L’opposante a prouvé que sa marque jouit d’une renommée pour le lait et boissons lactées en classe 29.L’opposition est dirigée contre des produits compris dans les classes 29 et 30 (énumérés ci-dessus).
Comme indiqué dans la section b) de la présente décision, les signes ont été jugés similaires à un degré au moins moyen sur les plans visuel etphonétique.Sur le plan conceptuel, les signes présentent un degré à tout le moins moyen de similitude pour une partie réduite du public. Les signes ne sont pas similaires sur le plan conceptuel pour une partie significative du public; toutefois, les concepts les différents sont principalement liés aux éléments non distinctifs/faibles et/ou non dominants et l’attention du public pertinent se focalisera sur le caractère distinctif intrinsèque et fantaisiste «candia» et «nuts», dans les cas où ces derniers sont perçus comme dépourvus de signification.La marque antérieure est intrinsèquementdistinctive, et jouit d’une renommée de longue date et d’un degré élevé de renommée pour le lait et les boissons lactées dans le territoire pertinent.Le signe contesté vise à protéger des produits compris dans les classes 29 et 30 (énumérés ci-dessus). en l’espèce, les produits des deux marques sont destinés au même public dans son ensemble et, dès lors, en l’espèce, il existe un chevauchement complet des parties du public pertinent pour les marques en conflit.
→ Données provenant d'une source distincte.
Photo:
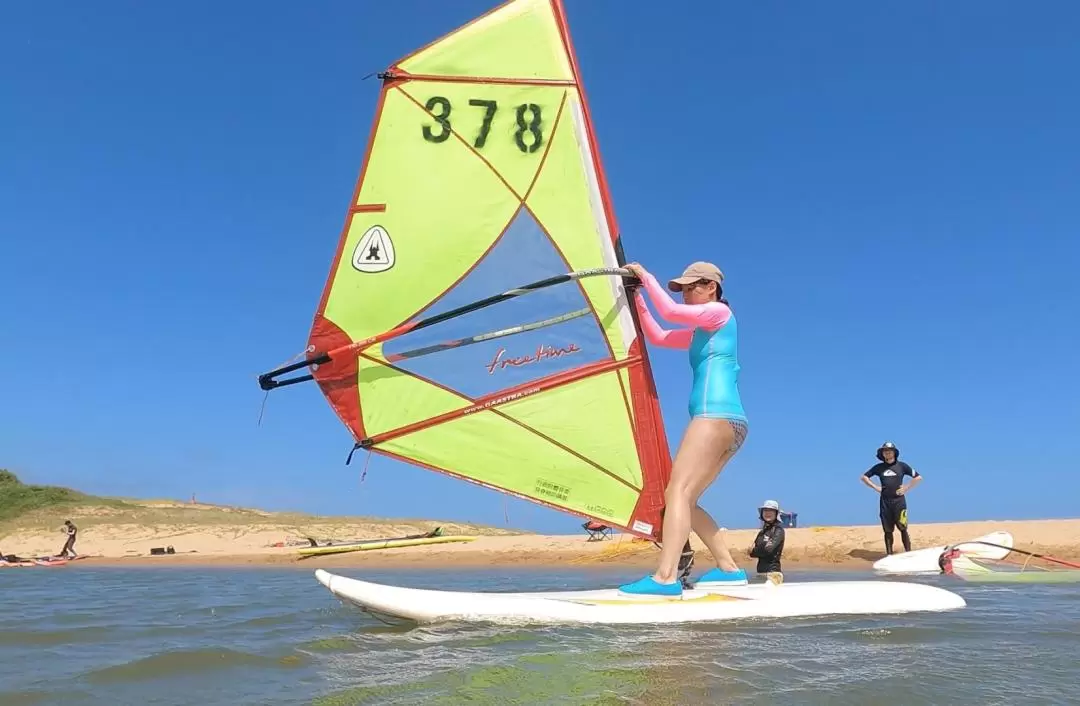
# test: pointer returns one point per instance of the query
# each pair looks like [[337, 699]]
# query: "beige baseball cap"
[[694, 272]]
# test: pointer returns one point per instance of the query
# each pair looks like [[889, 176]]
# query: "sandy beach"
[[256, 538]]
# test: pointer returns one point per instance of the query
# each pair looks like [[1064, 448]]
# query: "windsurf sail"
[[476, 321], [1016, 566]]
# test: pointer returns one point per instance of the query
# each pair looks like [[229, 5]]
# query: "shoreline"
[[851, 547]]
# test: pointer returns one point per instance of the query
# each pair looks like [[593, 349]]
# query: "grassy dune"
[[26, 507]]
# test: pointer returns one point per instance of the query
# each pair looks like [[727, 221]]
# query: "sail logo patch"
[[543, 352], [375, 252]]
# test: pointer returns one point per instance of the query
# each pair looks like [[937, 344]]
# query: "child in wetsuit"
[[769, 543]]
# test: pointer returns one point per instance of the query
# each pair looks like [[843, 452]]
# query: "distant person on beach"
[[769, 543], [72, 532], [892, 506]]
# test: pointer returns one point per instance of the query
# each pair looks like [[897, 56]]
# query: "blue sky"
[[891, 189]]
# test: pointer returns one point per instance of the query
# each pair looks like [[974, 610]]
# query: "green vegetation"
[[18, 499]]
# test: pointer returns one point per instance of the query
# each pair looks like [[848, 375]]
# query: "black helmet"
[[888, 445]]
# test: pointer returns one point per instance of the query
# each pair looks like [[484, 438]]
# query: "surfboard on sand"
[[610, 607], [926, 561]]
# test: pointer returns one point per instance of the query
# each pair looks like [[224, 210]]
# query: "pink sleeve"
[[656, 335], [710, 315]]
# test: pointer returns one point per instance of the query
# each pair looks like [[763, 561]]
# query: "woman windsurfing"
[[717, 421]]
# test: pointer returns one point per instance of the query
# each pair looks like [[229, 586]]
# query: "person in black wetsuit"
[[72, 532], [893, 502], [769, 543]]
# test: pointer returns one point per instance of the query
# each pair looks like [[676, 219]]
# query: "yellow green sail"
[[481, 176]]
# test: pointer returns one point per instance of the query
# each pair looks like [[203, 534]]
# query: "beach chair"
[[596, 531]]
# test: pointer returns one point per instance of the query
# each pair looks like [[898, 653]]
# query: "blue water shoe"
[[649, 586], [718, 579]]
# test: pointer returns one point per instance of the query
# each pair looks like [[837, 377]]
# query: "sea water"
[[83, 635]]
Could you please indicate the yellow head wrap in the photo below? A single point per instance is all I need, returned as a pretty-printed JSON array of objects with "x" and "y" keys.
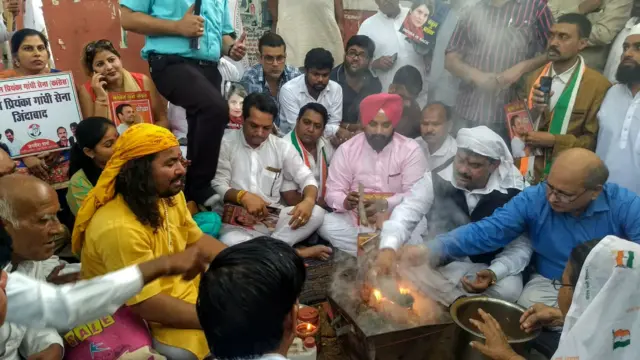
[{"x": 138, "y": 141}]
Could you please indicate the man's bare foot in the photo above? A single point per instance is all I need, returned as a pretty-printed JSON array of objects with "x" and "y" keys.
[{"x": 315, "y": 252}]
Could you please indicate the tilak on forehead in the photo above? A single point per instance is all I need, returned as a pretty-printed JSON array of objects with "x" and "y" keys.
[{"x": 390, "y": 105}]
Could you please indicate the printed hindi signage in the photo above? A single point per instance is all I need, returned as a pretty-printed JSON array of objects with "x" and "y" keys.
[
  {"x": 36, "y": 113},
  {"x": 130, "y": 108}
]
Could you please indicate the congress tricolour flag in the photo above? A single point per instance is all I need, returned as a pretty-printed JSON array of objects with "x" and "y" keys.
[
  {"x": 621, "y": 338},
  {"x": 625, "y": 259}
]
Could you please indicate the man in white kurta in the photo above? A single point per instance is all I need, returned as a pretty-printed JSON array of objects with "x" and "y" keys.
[
  {"x": 383, "y": 29},
  {"x": 491, "y": 180},
  {"x": 251, "y": 169},
  {"x": 314, "y": 150},
  {"x": 619, "y": 118},
  {"x": 19, "y": 341}
]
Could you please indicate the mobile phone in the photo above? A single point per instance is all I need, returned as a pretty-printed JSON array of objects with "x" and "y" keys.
[{"x": 545, "y": 87}]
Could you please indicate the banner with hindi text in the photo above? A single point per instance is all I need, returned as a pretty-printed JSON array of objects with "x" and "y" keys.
[{"x": 36, "y": 113}]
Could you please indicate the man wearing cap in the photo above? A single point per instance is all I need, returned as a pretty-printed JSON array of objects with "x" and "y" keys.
[
  {"x": 387, "y": 164},
  {"x": 481, "y": 179},
  {"x": 574, "y": 205},
  {"x": 137, "y": 212},
  {"x": 254, "y": 165},
  {"x": 619, "y": 118}
]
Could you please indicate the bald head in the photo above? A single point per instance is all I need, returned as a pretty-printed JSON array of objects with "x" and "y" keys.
[
  {"x": 581, "y": 166},
  {"x": 22, "y": 194}
]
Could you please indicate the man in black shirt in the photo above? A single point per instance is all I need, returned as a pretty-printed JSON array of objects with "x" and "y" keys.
[{"x": 357, "y": 83}]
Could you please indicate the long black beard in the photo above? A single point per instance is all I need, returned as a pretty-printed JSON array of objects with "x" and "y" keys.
[{"x": 628, "y": 74}]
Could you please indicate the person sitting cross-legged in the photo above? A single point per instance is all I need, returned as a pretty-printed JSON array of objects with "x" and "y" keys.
[
  {"x": 387, "y": 164},
  {"x": 137, "y": 212},
  {"x": 574, "y": 205},
  {"x": 481, "y": 179},
  {"x": 252, "y": 167},
  {"x": 313, "y": 148}
]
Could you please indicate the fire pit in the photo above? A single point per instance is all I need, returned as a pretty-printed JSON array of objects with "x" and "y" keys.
[{"x": 390, "y": 321}]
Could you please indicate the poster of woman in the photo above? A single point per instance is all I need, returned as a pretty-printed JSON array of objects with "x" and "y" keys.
[{"x": 416, "y": 25}]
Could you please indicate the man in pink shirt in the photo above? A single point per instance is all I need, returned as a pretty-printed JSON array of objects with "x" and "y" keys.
[{"x": 386, "y": 163}]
Lorsqu’une association entre les marques doit être établie, le Tribunal a fait observer qu’il suffit qu’une partie du public qui connaît déjà la marque antérieure soit exposée à la marque postérieure. L’établissement de liens entre les signes sera plus facile à établir lorsque la marque antérieure est connue du grand public ou lorsque le consommateur des produits/services en conflit se chevauche largement.
En effet, sur la présente note, il convient de déterminer s’il existe un lien quelconque entre les produits renommés de l’ opposante et les produits contestés.Les produits contestés compris dans la classe 29 sont les fruits secs, les noix, les barres à base de noix, la pâte d’olive et les olives et les produits contestés compris dans la classe 30, comprennent du miel, des biscuits de malt, des bonbons, des pasteli, des claires et pâtisseries, des herbes et des épices turcs. L’opposante et les produits contestés sont tous deux des produits alimentaires courante de consommation courante et s’adressent au même type de consommateurs; ces produits sont vendus à travers les mêmes canaux de distribution dans le même ou dans des rayons proches des supermarchés ou magasins. En outre, outre le fait qu’ils aient la même destination et la même nature générales et qu’ils sont destinés au même public pertinent et sont vendus par les mêmes canaux de distribution, ces produits sont souvent utilisés en combinaison.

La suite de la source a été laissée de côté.